Evolution of the Rational Swarm Model

This provides a history of the evolution of the rational swarms model. It is intended both to give credit to the students and colleagues who have participated in this line of work over the years, but it also serves an educational goal. It shows how a long-term research direction evolves over many years, through several theses and resulting publications.

For an up-to-date perspective and model, see the following paper, published in the Royal Society Transactions. It best summarizes the approach and results up to 2025:

Gal A. Kaminka, Swarms can be rational. In Philosophical Transactions of the Royal Society A (2025)

The Effectiveness Index (EI), 2007–2010

The first version of the reward function was called Effectiveness Index (EI). It was presented in

Gal A. Kaminka, Dan Erusalimchik, and Sarit Kraus. Adaptive Multi-Robot Coordination: A Game-Theoretic Perspective, in Proceedings of IEEE International Conference on Robotics and Automation (ICRA), 2010.

EI is the ratio between the time and resources spent on coordination, and the total time and resources spent by the robot overall. The robot measures time and resource usage for itself, and thus no external information is required. When a collision occurs, the robot computers this ratio, and uses it as a reward for its previous selection. It then selects a new action using a greedy-epsilon scheme.

Dan Erusalimchik’s thesis presented the EI reward in detail, and examines its use in several different environments, and in several reinforcement learning settings (stateless, stateful, varying learning rates). The most demanding one was with Sony AIBO robots:

The Aligned Effectiveness Index, 2016–2020

The difficulty with the EI reward was that while each robot selfishly adapts to select collision-avoidance methods which reduces it own overhead, this can increase the overhead of others. Yinon Douchan’s thesis presented a generalized version of the EI reward, in which the individual rewards are aligned with the collective, by approximation. This paper also showed that the swarm task can be modeled as a repeating game with unknown horizon, and presented a continuous-time reinforcement-learning algorithm that is able to converge to a local-maximum Nash equilibrium, despite each of the robots not knowing anything about the tasks, goals, or actions of the other robots.

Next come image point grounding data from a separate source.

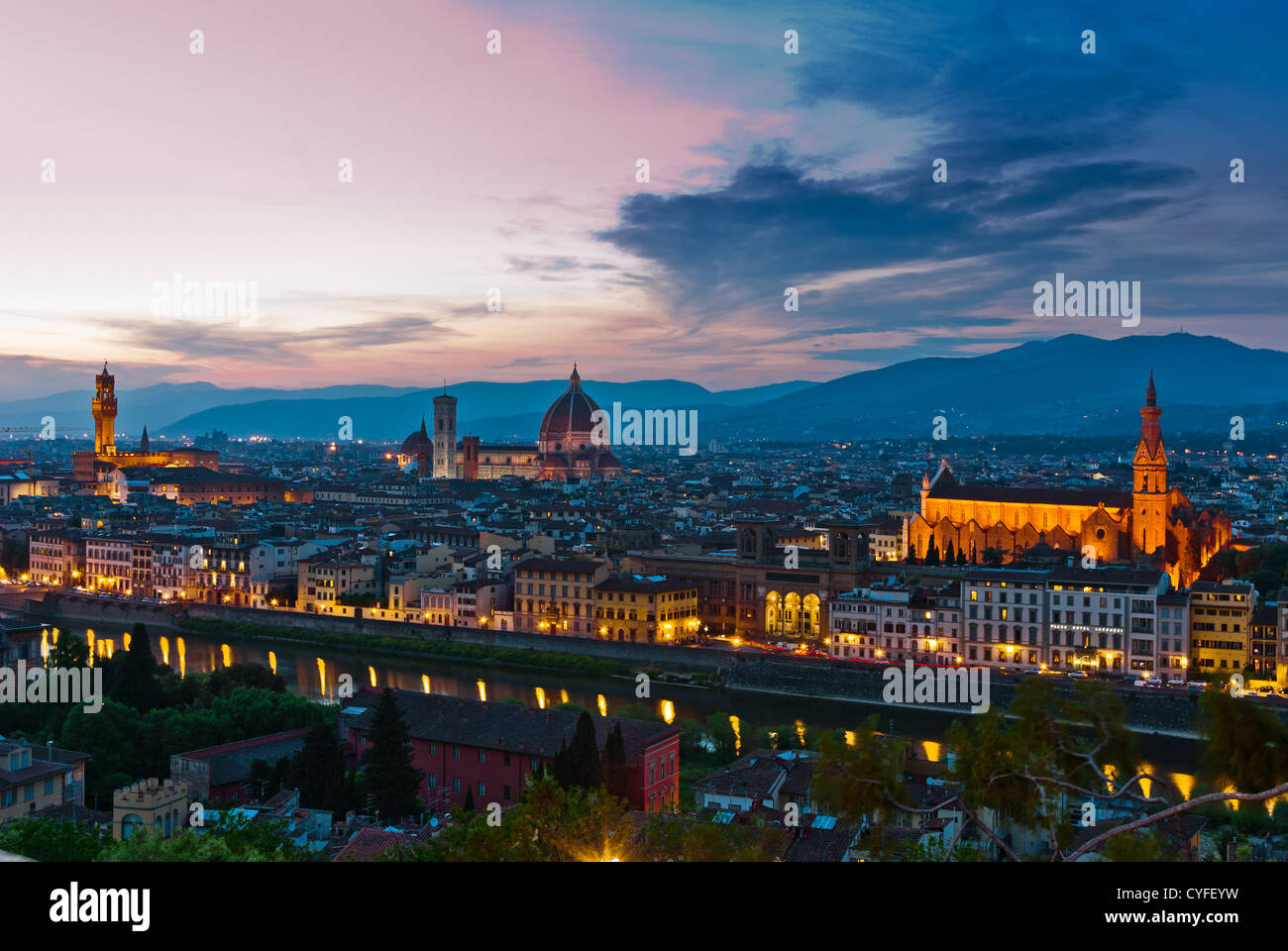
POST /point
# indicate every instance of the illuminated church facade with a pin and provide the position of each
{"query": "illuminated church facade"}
(565, 449)
(1150, 525)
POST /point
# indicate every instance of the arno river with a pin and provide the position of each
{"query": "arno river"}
(316, 673)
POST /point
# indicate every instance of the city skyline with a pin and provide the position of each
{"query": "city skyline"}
(768, 170)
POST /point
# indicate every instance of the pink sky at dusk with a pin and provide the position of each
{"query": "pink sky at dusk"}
(468, 169)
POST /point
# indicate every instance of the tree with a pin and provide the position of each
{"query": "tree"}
(134, 673)
(391, 781)
(52, 840)
(587, 770)
(617, 771)
(67, 654)
(320, 770)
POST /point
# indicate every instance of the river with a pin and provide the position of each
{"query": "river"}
(316, 673)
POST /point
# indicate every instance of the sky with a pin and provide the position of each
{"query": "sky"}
(130, 161)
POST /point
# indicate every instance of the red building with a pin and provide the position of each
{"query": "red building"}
(492, 748)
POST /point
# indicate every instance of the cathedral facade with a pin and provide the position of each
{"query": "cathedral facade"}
(565, 449)
(1150, 525)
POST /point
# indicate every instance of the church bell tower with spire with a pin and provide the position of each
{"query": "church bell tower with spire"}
(1149, 479)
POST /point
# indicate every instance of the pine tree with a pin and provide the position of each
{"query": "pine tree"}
(617, 771)
(391, 781)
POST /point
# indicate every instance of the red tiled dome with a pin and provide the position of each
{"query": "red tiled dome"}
(417, 444)
(568, 424)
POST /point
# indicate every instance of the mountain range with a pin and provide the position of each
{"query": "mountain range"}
(1072, 384)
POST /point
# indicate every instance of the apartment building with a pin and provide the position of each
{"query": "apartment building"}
(555, 595)
(1222, 625)
(872, 624)
(1003, 617)
(108, 562)
(35, 779)
(1107, 619)
(1173, 634)
(175, 561)
(223, 574)
(1282, 672)
(1265, 642)
(56, 557)
(330, 575)
(649, 608)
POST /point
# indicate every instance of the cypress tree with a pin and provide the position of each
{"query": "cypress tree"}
(617, 771)
(138, 686)
(561, 766)
(588, 772)
(321, 770)
(391, 781)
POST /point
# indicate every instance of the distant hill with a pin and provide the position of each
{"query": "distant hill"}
(487, 410)
(163, 402)
(1072, 384)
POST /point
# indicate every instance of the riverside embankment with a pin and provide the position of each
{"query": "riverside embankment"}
(1170, 713)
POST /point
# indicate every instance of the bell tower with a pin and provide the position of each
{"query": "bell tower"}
(1149, 479)
(103, 407)
(445, 436)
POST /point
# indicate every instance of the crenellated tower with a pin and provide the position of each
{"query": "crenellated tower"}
(103, 407)
(1149, 479)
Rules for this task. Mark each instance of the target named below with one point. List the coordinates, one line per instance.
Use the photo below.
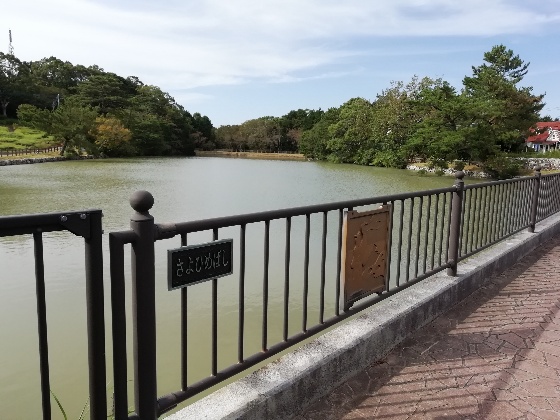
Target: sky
(235, 60)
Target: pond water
(184, 189)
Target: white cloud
(188, 44)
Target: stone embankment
(546, 164)
(449, 171)
(25, 161)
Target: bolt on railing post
(96, 318)
(143, 295)
(535, 200)
(455, 224)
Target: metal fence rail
(86, 224)
(27, 151)
(430, 231)
(287, 266)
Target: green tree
(313, 143)
(505, 111)
(111, 137)
(71, 123)
(11, 84)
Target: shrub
(459, 165)
(502, 167)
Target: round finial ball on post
(142, 201)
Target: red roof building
(547, 136)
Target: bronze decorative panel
(364, 253)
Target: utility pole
(11, 47)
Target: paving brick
(496, 355)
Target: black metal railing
(287, 266)
(430, 231)
(86, 224)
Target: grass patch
(14, 137)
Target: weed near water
(14, 137)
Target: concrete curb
(286, 387)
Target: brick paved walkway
(496, 355)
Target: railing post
(143, 301)
(455, 224)
(535, 200)
(96, 318)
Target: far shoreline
(250, 155)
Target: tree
(71, 123)
(111, 137)
(313, 143)
(11, 84)
(107, 91)
(505, 111)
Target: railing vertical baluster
(487, 212)
(535, 199)
(241, 331)
(118, 318)
(409, 245)
(339, 261)
(518, 204)
(390, 246)
(495, 206)
(462, 224)
(526, 200)
(465, 229)
(264, 344)
(215, 317)
(482, 218)
(503, 210)
(287, 279)
(306, 273)
(323, 269)
(95, 303)
(143, 292)
(418, 233)
(399, 251)
(476, 219)
(184, 329)
(444, 206)
(434, 232)
(454, 225)
(42, 325)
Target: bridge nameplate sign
(193, 264)
(365, 247)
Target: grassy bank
(250, 155)
(14, 137)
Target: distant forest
(421, 119)
(87, 108)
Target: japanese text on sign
(197, 263)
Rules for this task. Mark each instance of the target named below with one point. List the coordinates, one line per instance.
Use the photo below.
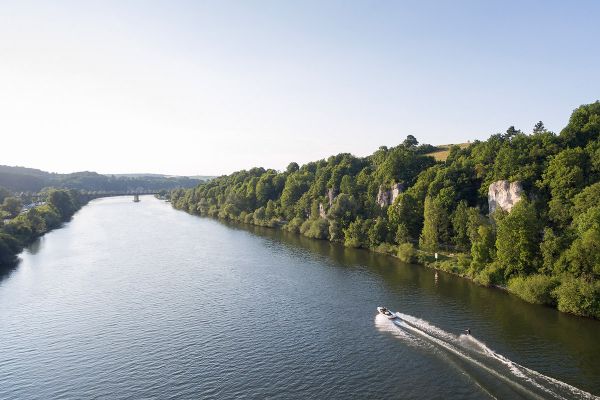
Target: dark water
(137, 300)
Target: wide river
(138, 300)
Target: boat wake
(495, 374)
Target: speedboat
(386, 312)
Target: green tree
(12, 206)
(435, 225)
(517, 241)
(378, 232)
(460, 225)
(410, 141)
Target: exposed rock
(387, 197)
(322, 212)
(331, 195)
(504, 195)
(397, 188)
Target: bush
(407, 252)
(294, 225)
(535, 289)
(492, 274)
(576, 296)
(336, 234)
(386, 248)
(317, 229)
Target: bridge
(90, 195)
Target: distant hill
(21, 179)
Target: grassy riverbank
(24, 228)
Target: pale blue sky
(212, 87)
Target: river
(138, 300)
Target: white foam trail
(383, 324)
(446, 340)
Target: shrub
(317, 229)
(535, 289)
(576, 296)
(407, 252)
(492, 274)
(386, 248)
(294, 225)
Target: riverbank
(21, 231)
(565, 293)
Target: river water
(137, 300)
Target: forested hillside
(400, 201)
(20, 179)
(21, 228)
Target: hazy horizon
(181, 88)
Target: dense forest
(399, 200)
(20, 179)
(20, 228)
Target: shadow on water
(7, 269)
(524, 332)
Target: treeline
(20, 179)
(546, 249)
(18, 230)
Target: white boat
(386, 312)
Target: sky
(211, 87)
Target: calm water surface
(137, 300)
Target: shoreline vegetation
(20, 228)
(543, 245)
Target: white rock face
(387, 197)
(331, 196)
(322, 212)
(504, 195)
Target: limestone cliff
(386, 197)
(504, 195)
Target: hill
(21, 179)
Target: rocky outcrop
(331, 195)
(386, 197)
(322, 212)
(504, 195)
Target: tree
(402, 234)
(343, 209)
(12, 206)
(356, 234)
(511, 132)
(539, 127)
(62, 202)
(4, 193)
(378, 232)
(410, 141)
(565, 176)
(435, 225)
(482, 247)
(517, 241)
(460, 225)
(292, 167)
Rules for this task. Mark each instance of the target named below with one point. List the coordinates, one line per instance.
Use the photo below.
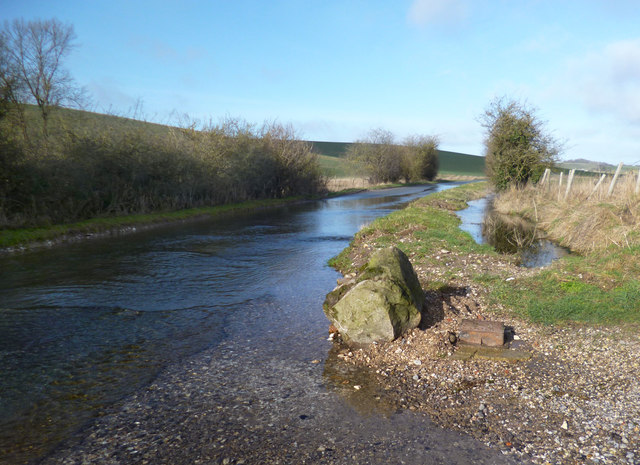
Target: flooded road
(224, 319)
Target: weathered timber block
(482, 332)
(474, 351)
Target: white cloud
(608, 81)
(423, 12)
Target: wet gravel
(576, 401)
(243, 403)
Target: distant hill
(450, 162)
(331, 154)
(592, 166)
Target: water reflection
(357, 386)
(84, 325)
(509, 234)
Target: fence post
(613, 181)
(560, 186)
(569, 182)
(597, 185)
(545, 176)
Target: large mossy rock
(381, 304)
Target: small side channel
(509, 235)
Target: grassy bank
(28, 237)
(601, 287)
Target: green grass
(430, 222)
(335, 167)
(450, 162)
(21, 237)
(461, 163)
(602, 288)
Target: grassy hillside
(332, 153)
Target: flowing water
(84, 326)
(508, 236)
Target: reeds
(585, 217)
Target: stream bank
(576, 400)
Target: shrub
(517, 148)
(421, 158)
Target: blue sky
(337, 69)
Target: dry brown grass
(585, 219)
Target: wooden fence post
(597, 185)
(545, 177)
(560, 186)
(613, 181)
(569, 182)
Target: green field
(332, 160)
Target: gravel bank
(241, 403)
(577, 400)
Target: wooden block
(482, 332)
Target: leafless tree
(34, 52)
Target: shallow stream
(517, 237)
(221, 316)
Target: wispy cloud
(424, 12)
(164, 52)
(608, 81)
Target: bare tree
(34, 52)
(378, 156)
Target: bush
(517, 147)
(114, 171)
(421, 158)
(382, 160)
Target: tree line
(56, 169)
(53, 170)
(381, 159)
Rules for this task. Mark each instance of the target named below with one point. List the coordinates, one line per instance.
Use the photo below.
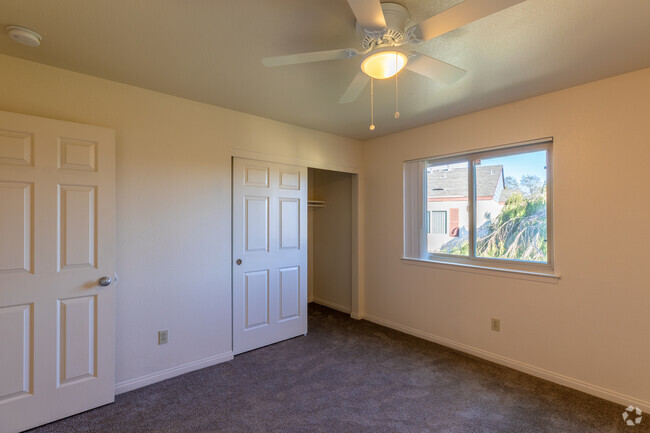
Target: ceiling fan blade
(317, 56)
(435, 69)
(355, 88)
(368, 13)
(455, 17)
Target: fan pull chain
(396, 94)
(372, 103)
(396, 100)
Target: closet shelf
(315, 203)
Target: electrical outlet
(163, 337)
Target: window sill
(485, 270)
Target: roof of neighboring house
(506, 193)
(453, 183)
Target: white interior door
(57, 219)
(269, 253)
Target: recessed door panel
(289, 223)
(257, 223)
(15, 351)
(77, 154)
(289, 293)
(76, 339)
(77, 226)
(256, 176)
(257, 298)
(15, 147)
(289, 178)
(16, 226)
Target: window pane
(448, 219)
(511, 216)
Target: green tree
(531, 185)
(519, 231)
(511, 182)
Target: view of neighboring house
(447, 201)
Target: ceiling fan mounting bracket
(412, 36)
(396, 17)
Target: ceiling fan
(386, 42)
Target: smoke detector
(24, 36)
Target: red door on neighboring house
(453, 222)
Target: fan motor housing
(396, 17)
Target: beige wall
(590, 329)
(173, 205)
(332, 240)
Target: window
(489, 208)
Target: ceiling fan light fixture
(24, 36)
(384, 64)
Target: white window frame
(485, 262)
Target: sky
(516, 165)
(519, 165)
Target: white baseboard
(139, 382)
(332, 305)
(570, 382)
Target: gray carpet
(352, 376)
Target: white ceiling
(210, 51)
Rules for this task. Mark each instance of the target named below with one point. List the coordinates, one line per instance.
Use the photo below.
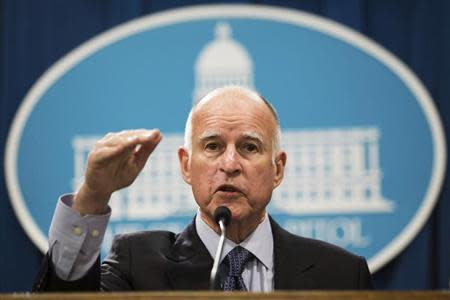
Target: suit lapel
(192, 262)
(291, 265)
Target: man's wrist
(87, 202)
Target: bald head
(221, 98)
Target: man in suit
(231, 157)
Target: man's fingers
(124, 143)
(145, 149)
(129, 138)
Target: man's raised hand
(114, 163)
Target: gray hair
(252, 95)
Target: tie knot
(237, 258)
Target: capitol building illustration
(329, 171)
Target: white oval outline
(201, 12)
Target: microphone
(222, 216)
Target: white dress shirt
(77, 243)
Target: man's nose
(230, 162)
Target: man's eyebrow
(253, 135)
(209, 134)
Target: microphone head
(222, 213)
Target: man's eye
(212, 146)
(250, 147)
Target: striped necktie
(236, 259)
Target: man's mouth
(228, 189)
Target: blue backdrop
(35, 34)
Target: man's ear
(280, 163)
(185, 166)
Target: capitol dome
(222, 62)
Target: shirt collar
(259, 242)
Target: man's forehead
(229, 94)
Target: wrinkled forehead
(233, 102)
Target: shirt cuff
(77, 239)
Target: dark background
(35, 34)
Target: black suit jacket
(161, 260)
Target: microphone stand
(215, 267)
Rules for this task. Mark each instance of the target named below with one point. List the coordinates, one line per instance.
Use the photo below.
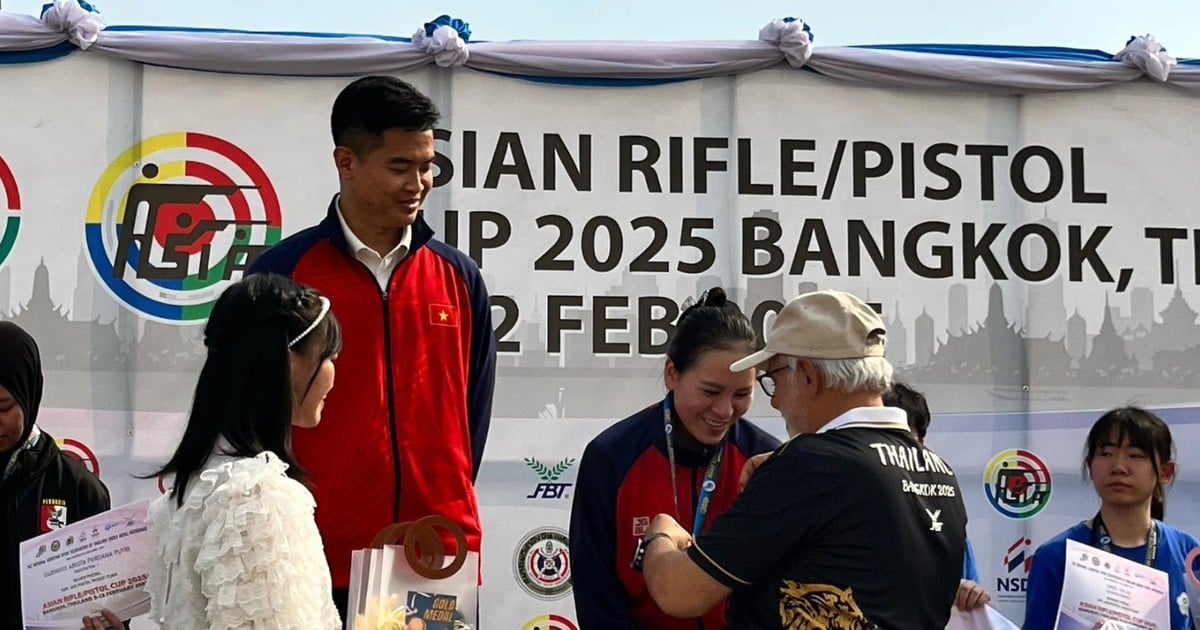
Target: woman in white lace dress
(235, 538)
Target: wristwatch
(642, 545)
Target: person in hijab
(41, 487)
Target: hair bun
(715, 297)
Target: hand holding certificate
(1102, 587)
(97, 563)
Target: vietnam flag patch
(443, 315)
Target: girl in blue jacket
(1129, 457)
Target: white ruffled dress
(241, 552)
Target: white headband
(324, 311)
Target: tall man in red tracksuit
(405, 427)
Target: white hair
(852, 376)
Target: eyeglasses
(768, 382)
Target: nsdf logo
(1013, 582)
(550, 487)
(174, 219)
(1018, 484)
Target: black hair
(1143, 430)
(245, 391)
(913, 405)
(370, 106)
(712, 323)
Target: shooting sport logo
(79, 453)
(550, 487)
(1017, 483)
(174, 219)
(541, 564)
(10, 221)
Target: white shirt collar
(358, 246)
(869, 418)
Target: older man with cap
(851, 525)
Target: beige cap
(823, 324)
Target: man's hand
(669, 526)
(748, 469)
(105, 621)
(971, 597)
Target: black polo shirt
(853, 527)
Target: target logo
(1017, 483)
(79, 453)
(10, 221)
(174, 220)
(550, 622)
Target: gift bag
(413, 585)
(1192, 579)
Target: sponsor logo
(1013, 583)
(550, 622)
(1017, 484)
(174, 219)
(543, 564)
(550, 486)
(935, 523)
(79, 453)
(54, 515)
(10, 219)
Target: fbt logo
(550, 486)
(1015, 579)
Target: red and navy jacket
(624, 480)
(403, 430)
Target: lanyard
(1101, 534)
(706, 489)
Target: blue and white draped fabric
(1147, 55)
(983, 69)
(78, 19)
(444, 40)
(792, 37)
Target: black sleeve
(481, 379)
(600, 599)
(90, 492)
(790, 497)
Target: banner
(1035, 258)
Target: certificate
(101, 562)
(1102, 587)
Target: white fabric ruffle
(241, 552)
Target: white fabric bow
(447, 47)
(82, 27)
(1147, 55)
(791, 40)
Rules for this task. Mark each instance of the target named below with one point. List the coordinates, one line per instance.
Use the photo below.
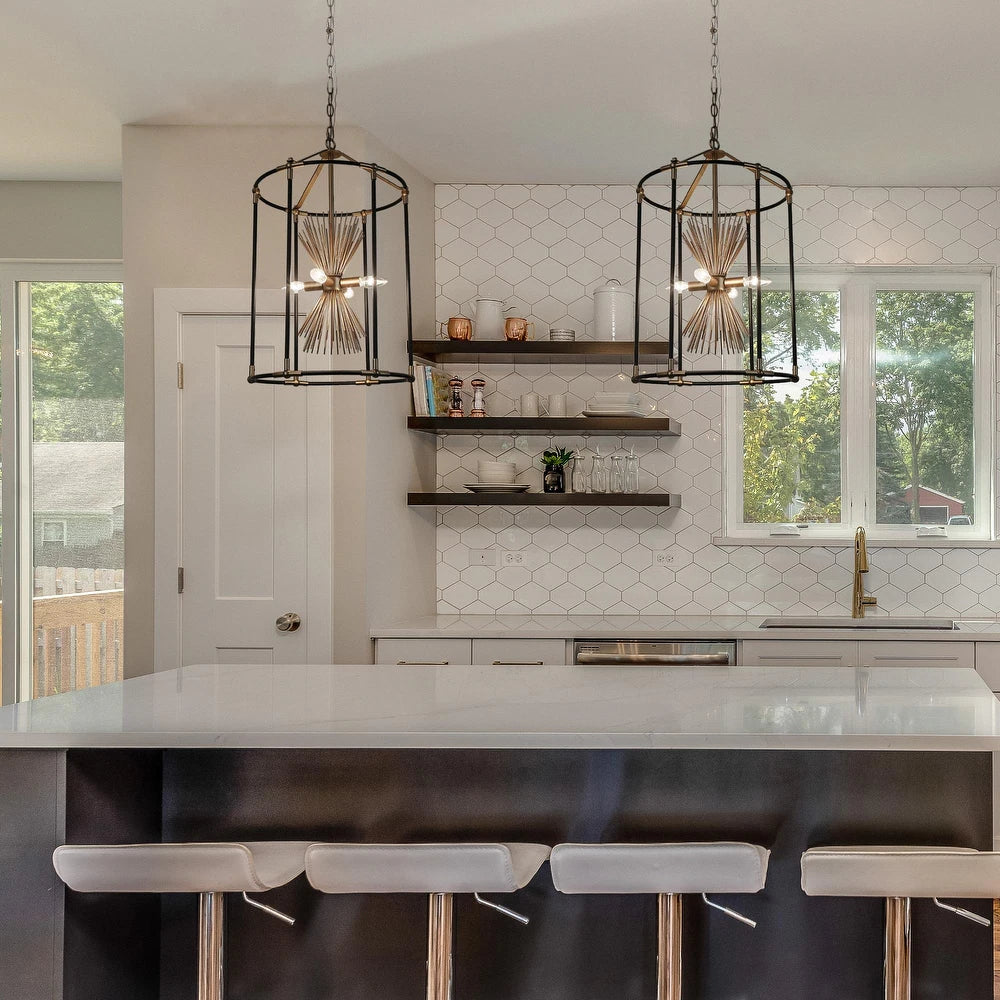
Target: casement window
(61, 443)
(890, 425)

The main results from the thesis were published in two papers:

Yinon Douchan, Ran Wolf and Gal A. Kaminka. Swarms can be rational in Proceedings of the International Joint Conference on Autonomous Agents and Multi-Agent Systems, 2019

Gal A. Kaminka and Yinon Douchan, Heterogeneous foraging swarms can be better

This general version of the EI function and algorithm were demonstrated in two environments. First, in a foraging-like task (repeated search) carried out by Krembot robots, and also in the material handling simulator Alphabet Soup, built by Kiva Robotics (that became the foundation for Amazon Robotics when acquired by Amazon)